Dans tous mes discours, pour le 8 mai ou le 11 novembre, je n’ai pas une seule fois manqué d’évoquer cette injustice détestable faite à des hommes qui ont eu, en définitive, le tort de ne pas se faire trouer la peau sur des champs verdoyants, des espaces enneigés ou dans la boue des tranchées. Ils voulaient tellement marcher vers une citoyenneté française reconnue, qu’à chaque guerre ils affrontèrent la mort pour l’acquérir.

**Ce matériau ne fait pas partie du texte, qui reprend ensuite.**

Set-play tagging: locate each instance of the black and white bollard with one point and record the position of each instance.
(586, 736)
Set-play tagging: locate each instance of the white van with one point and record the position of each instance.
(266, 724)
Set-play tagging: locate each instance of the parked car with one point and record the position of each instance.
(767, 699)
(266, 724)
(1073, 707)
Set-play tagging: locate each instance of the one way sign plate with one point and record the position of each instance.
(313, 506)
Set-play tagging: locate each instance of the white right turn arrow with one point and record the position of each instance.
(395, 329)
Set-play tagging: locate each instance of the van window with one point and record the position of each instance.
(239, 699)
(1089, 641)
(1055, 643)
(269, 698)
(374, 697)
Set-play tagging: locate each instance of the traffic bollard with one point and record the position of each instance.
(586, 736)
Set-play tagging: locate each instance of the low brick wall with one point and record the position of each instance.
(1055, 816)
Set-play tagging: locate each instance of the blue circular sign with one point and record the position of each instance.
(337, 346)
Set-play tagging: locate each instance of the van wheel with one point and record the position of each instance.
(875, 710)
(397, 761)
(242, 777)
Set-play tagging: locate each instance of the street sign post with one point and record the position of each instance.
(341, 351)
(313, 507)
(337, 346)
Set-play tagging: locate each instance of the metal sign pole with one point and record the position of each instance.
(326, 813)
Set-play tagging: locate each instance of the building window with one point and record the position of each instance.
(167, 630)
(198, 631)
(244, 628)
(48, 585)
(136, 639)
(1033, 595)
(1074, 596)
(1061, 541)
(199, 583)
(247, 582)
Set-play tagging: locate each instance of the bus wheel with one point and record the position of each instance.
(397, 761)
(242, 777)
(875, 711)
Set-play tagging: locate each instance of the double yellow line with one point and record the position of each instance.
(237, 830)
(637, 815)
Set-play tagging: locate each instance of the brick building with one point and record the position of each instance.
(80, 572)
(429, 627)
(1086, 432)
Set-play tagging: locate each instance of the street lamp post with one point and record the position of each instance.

 Ils furent les victimes d’une immigration non choisie… avant qu’on ne les oublie. Heureusement pour leur mémoire, que Bernadette Chirac vient, sur l'oreiller, de convaincre son mari de leur envoyer... quelques pièces jaunes complémentaires. Elle aurait pu le confier à Sarkozy afin qu’il fasse une belle annonce à Dakar, car là-bas, il existe des hommes qui n’ont pas perdu la mémoire.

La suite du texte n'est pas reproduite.